2016 wasn’t a good year, for myriad reasons. I won’t delve into that. One good thing that happened though, was that we purchased a Dehydrator from Cabela’s in Ottawa. No, it’s not a super-top-of-the-line Excalibur, but a higher-mid range Cabela’s store brand. It retails for about 225$, was on sale for 150$, but with the staff discount offered to first- responders and military over the 11-13th of November, it came out to 119$. Can’t complain about that!
Now, all I had to do was figure out how to use the damn thing!! It turns out that we had a Trail/Camping cookbook that was heavy on dehydrating. We thought it was just full of fun new recipes to make ahead of time, or variations of good old standards. What it held was a treasure-trove of info.
The dehydrator sat in the basement, out of the box and all ready to go until 1 January, 2017. We got our big-kid pants on, and while my better half was walking the dogs, I sliced up some apples for a test run. After verifying with the Trail cookbook, everything was a go (next time I’ll peel the apples so they dry better, and increase the heat a bit – the Trail cookbook says to dehydrate EVERYTHING at 130°F, except herbs, which are done at 110°F).

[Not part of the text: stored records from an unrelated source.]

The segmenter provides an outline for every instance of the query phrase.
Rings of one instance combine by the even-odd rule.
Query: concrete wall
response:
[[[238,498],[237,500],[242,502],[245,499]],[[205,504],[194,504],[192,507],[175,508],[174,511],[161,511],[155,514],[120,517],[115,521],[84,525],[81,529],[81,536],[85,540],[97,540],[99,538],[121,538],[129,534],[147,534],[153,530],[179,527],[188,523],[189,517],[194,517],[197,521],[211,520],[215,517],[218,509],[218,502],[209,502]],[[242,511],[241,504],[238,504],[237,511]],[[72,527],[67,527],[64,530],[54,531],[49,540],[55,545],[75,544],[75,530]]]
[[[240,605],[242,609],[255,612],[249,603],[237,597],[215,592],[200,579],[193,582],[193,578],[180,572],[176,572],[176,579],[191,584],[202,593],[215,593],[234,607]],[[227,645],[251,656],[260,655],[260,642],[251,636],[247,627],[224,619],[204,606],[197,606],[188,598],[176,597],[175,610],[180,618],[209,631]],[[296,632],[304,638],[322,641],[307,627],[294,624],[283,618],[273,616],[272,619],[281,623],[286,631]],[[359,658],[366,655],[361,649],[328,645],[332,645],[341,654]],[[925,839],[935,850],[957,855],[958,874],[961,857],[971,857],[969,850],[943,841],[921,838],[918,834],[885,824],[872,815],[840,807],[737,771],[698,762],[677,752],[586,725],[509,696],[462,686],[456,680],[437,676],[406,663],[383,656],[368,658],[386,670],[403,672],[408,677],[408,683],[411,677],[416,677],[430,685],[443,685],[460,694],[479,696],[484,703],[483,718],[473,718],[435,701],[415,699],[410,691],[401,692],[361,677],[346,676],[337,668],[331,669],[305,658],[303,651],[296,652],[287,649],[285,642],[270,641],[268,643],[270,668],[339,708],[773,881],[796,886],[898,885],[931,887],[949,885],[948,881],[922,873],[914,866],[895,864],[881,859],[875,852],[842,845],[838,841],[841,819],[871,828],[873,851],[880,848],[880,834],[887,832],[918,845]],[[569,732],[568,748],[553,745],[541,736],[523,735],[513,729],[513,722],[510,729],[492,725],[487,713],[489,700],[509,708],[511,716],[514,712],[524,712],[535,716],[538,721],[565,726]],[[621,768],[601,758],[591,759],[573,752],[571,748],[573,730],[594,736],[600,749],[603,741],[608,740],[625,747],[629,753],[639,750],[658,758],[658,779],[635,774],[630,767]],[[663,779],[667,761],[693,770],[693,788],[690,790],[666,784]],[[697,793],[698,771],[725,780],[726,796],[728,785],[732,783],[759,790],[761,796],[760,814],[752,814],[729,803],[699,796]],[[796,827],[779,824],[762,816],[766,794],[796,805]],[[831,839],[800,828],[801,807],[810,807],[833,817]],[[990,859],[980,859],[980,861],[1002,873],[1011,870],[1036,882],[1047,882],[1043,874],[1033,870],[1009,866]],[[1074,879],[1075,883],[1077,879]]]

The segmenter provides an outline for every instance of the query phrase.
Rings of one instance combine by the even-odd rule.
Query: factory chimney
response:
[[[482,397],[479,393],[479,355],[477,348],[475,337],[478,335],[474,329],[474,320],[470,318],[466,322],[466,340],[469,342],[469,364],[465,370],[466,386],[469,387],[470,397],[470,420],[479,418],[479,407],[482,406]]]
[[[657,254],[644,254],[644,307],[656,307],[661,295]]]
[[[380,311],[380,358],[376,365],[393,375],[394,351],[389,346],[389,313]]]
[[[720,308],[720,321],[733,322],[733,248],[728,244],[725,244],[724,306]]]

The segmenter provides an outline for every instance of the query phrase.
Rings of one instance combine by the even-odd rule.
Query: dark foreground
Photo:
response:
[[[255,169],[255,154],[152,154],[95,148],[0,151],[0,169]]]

The apples were going along nicely, so I upped the game to kale chips. Yes, kale. We made a commitment to start juicing again in 2017, to get our energy and health levels back up. No point in having something that just collects dust, is there? Buy it and use it…but I’m not advocating a disposable economy, where we buy a new wardrobe every two weeks, even though the other clothes are perfectly fine. I suppose you can blame social media, corporations and the sheeple mentality for that.
Kale leaves ripped off stems, rinsed, dried with towels, sprinkled with olive oil, salt, pepper and a bit of Slap Ya Mama seasoning from New Orleans (hard to find in Canada, but easy via Amazon), and into the dehydrator. A few hours later (about 4), we were happily munching away on kale chips (a bit too much salt) and apple slices that were almost ready (in the end, the apple slices didn’t quite make it; the skin being left on inhibited the dehydrating process, but we ate them anyhow).

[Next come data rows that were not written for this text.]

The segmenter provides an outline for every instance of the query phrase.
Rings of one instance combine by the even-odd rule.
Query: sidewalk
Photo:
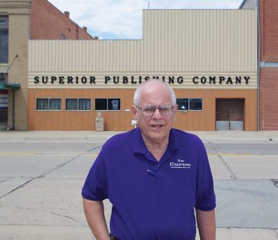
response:
[[[51,171],[52,170],[51,169],[54,169],[55,166],[62,166],[64,162],[70,162],[71,159],[75,157],[70,154],[70,153],[68,153],[67,155],[66,153],[59,154],[60,152],[58,151],[57,151],[57,155],[56,155],[54,154],[56,149],[54,149],[53,151],[51,151],[51,153],[47,152],[42,153],[40,152],[40,154],[26,155],[24,151],[27,151],[26,150],[27,146],[32,146],[32,144],[35,144],[34,143],[37,142],[40,142],[39,144],[41,142],[45,142],[46,145],[50,144],[53,145],[53,142],[58,142],[59,148],[65,148],[66,145],[70,145],[72,148],[74,146],[82,147],[83,145],[85,145],[84,146],[84,148],[85,148],[86,146],[93,146],[94,144],[92,144],[93,142],[98,144],[103,142],[112,135],[120,132],[123,132],[0,131],[0,153],[1,151],[2,151],[2,162],[0,162],[0,169],[2,166],[2,171],[0,171],[2,174],[1,178],[0,175],[0,182],[1,180],[2,181],[1,190],[4,190],[5,186],[9,189],[13,189],[28,180],[29,179],[28,178],[31,178],[32,176],[33,178],[33,176],[35,177],[41,174],[40,171],[42,171],[42,172]],[[212,142],[222,143],[224,140],[227,140],[228,143],[237,141],[242,141],[245,143],[252,142],[252,141],[254,142],[271,142],[275,144],[275,145],[270,145],[272,148],[275,147],[277,143],[278,143],[278,131],[190,131],[190,132],[198,135],[203,141],[212,141]],[[5,148],[1,149],[1,144],[5,142],[6,146],[9,146],[9,147],[11,146],[10,148],[19,148],[17,154],[9,155],[9,153],[6,153]],[[65,142],[66,144],[63,145],[63,144]],[[15,144],[14,145],[13,143]],[[22,143],[24,145],[22,145]],[[35,146],[38,146],[38,145]],[[45,148],[45,146],[42,145],[42,147]],[[65,151],[61,151],[61,152],[67,153],[66,151],[67,149],[65,148]],[[68,148],[68,150],[70,149]],[[28,148],[28,151],[33,152],[34,150],[30,147],[30,148]],[[2,207],[2,212],[0,212],[0,215],[3,214],[2,216],[3,216],[2,218],[3,223],[0,223],[0,239],[93,239],[90,229],[84,221],[83,209],[79,203],[80,193],[79,191],[83,182],[83,176],[85,175],[82,173],[83,171],[87,172],[91,164],[91,159],[95,156],[95,152],[92,152],[90,155],[81,154],[76,160],[71,162],[67,165],[63,165],[64,166],[63,167],[59,166],[55,171],[51,171],[51,173],[44,178],[35,178],[34,179],[35,180],[31,182],[26,187],[15,191],[10,196],[3,198],[0,201],[0,207]],[[224,158],[226,163],[229,164],[231,171],[236,172],[236,174],[239,176],[236,180],[229,178],[229,173],[226,171],[226,166],[223,164],[221,159],[218,155],[209,156],[211,166],[216,173],[215,175],[218,176],[215,181],[215,185],[216,187],[218,184],[219,185],[219,182],[221,181],[223,181],[223,182],[238,182],[237,186],[238,188],[235,188],[234,187],[234,186],[233,187],[231,185],[227,185],[227,187],[223,188],[222,185],[225,185],[225,183],[223,183],[220,186],[221,187],[215,189],[222,194],[221,199],[222,203],[230,203],[232,205],[234,202],[238,202],[238,205],[241,204],[243,205],[242,211],[236,211],[235,214],[240,214],[242,213],[246,221],[249,220],[248,217],[250,217],[250,218],[259,218],[259,212],[254,212],[252,211],[250,216],[245,215],[244,209],[247,207],[247,205],[252,204],[251,201],[243,198],[243,191],[245,191],[250,194],[252,197],[250,199],[252,201],[256,201],[257,205],[256,206],[261,205],[263,207],[260,210],[261,212],[267,212],[268,207],[269,211],[276,212],[275,207],[271,206],[275,206],[277,204],[275,203],[278,200],[277,194],[278,189],[274,187],[270,179],[272,179],[273,177],[275,179],[278,179],[278,173],[275,172],[277,166],[278,166],[278,155],[252,155],[240,157],[235,155],[222,155],[221,157]],[[48,159],[51,160],[46,161]],[[275,163],[270,165],[269,164],[270,162]],[[13,162],[16,165],[13,165]],[[246,162],[248,162],[248,164],[246,164]],[[263,162],[264,165],[262,166],[259,164],[259,162]],[[16,169],[15,170],[13,166],[15,166]],[[8,169],[9,166],[10,166],[10,169]],[[8,171],[11,172],[6,173],[6,171],[8,170],[5,169],[10,169]],[[77,173],[76,173],[76,169],[78,169]],[[254,169],[256,170],[254,171]],[[255,171],[259,171],[261,175],[264,173],[263,178],[254,178]],[[76,175],[75,177],[74,174]],[[252,175],[252,177],[248,177],[248,178],[247,174]],[[22,175],[24,175],[25,178],[22,178]],[[262,197],[260,198],[258,197],[258,196],[261,196],[260,191],[256,191],[257,189],[245,188],[244,182],[252,181],[250,185],[253,187],[253,185],[255,185],[253,181],[256,180],[259,183],[263,182],[263,185],[261,184],[259,186],[270,186],[273,187],[273,189],[271,189],[272,195],[265,194],[261,195]],[[59,184],[57,184],[57,181],[59,181]],[[59,185],[64,187],[62,189]],[[259,188],[259,191],[261,190],[261,191],[262,192],[263,189],[264,187],[263,187]],[[54,194],[54,193],[57,192],[59,194]],[[231,197],[229,194],[231,194]],[[48,198],[42,197],[44,196],[47,196]],[[52,196],[53,199],[49,198],[50,196]],[[68,198],[68,196],[70,196],[70,198]],[[224,198],[227,199],[224,199],[222,196],[224,196]],[[218,199],[218,209],[216,208],[216,212],[218,212],[219,214],[220,211],[223,212],[224,209],[224,213],[222,216],[224,216],[225,219],[227,219],[226,216],[228,216],[229,214],[230,214],[230,216],[232,215],[231,214],[232,209],[228,209],[227,205],[223,205],[222,208],[221,208],[221,199],[220,198]],[[275,201],[275,203],[271,202],[272,205],[268,205],[268,203],[269,203],[270,201]],[[11,203],[10,204],[9,203]],[[106,207],[111,211],[111,206],[110,203],[108,201],[106,203]],[[65,205],[65,206],[63,205]],[[47,207],[45,206],[47,206]],[[44,207],[46,207],[45,209]],[[63,209],[60,208],[63,208]],[[108,216],[106,217],[108,218]],[[267,217],[269,218],[270,215],[267,214]],[[276,216],[275,216],[275,217]],[[236,216],[236,218],[238,219],[238,217]],[[6,223],[8,220],[9,223]],[[25,223],[28,223],[28,224],[25,224]],[[40,225],[37,224],[37,223],[40,223]],[[218,223],[220,227],[217,228],[217,240],[278,239],[278,229],[277,228],[263,228],[263,225],[256,225],[256,228],[247,228],[249,226],[245,226],[246,228],[222,228],[222,226],[227,227],[231,225],[240,227],[242,225]],[[253,226],[254,225],[251,225],[251,227]],[[270,227],[268,226],[268,228]],[[276,228],[276,225],[275,227]],[[199,240],[198,235],[196,239]]]
[[[122,131],[0,131],[0,139],[107,139]],[[278,142],[278,130],[245,131],[188,131],[202,139],[245,139]]]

On the 2nd of January, we tried to make juicer-pulp crackers from the remnants of our morning juice. The idea is solid, but we lack experience. We spread the pulp out and put it in the machine, and several hours later, removed and bagged the cracker-like mass. By the next morning, it was a soggy mess, as we did not get the thinness equal all over, so some areas were still wet inside, which rehydrated everything. Live and learn!
On the morning of the 3rd, I got damn good and brave. I’d gone to Costco and picked up a package of sirloin tip steaks. I then got me a fierce hankering for jerky. Enlisting the help of Google and YouTube, I learned how to (safely) make jerky. Did you know that only cooked meat should be dehydrated, UNLESS it has been properly cured and spiced in a brine or cure that contains NITRITES, or cooked until the interior temperature reaches 160°F? Nope, neither did I. Some/most brines require a 24 hour marinade process. Some cures are rub-and-go. I’ve done the rub-and-go Red Pepper Dry Rub & Mix by SmokeHouse.
Sirloin sliced, home-made marinade applied and then popped in the oven at 170°F for an hour or so to bring internal temp up to 160°F, then into the dehydrator for 6 hours. Damn, that was the longest six hours of our lives! Needless to say, that small batch of jerky didn’t survive 24 hours in the house.
Between 1 January and today, 8 January 2017, we have dehydrated kale, sirloin tip steak (side note: a package of 4 rather large steaks will run you about 18-25$ at Costco. Based on the average price of 7.00$ for a large bag of jerky found in most stores, our 20$ steak investment provided us with the equivalent of 160.00$ of pre-made, store-bought jerky. Just saying; the dehydrator has already paid for itself.), apples, juicer-pulp crackers (second batch in right now, and this time I used a rolling pin to create equal thickness) and bell peppers. I bought a big batch of peppers (8 large peppers) for 2.50$ at Farm Boy, from the reduced produce section (not a damn thing wrong with them, except for a few wrinkles). I had a massive tray of peppers that dehydrated down into a medium Tupperware container, now in the pantry. The idea is to add them soup or stew in the near future, but we keep nibbling on them.
The peppers, before and after:
We used to get rid of a fair amount of food, because we forgot about it, or didn’t have all the ingredients for a particular dish. Now, that’s irrelevant. If we lack something that moment, or it seems to be getting a bit wrinkled, we dehydrate it and use it later. So yeah. It looks like 2017 is going to be a whole lot better than 2016 (which can kiss our collective asses goodbye).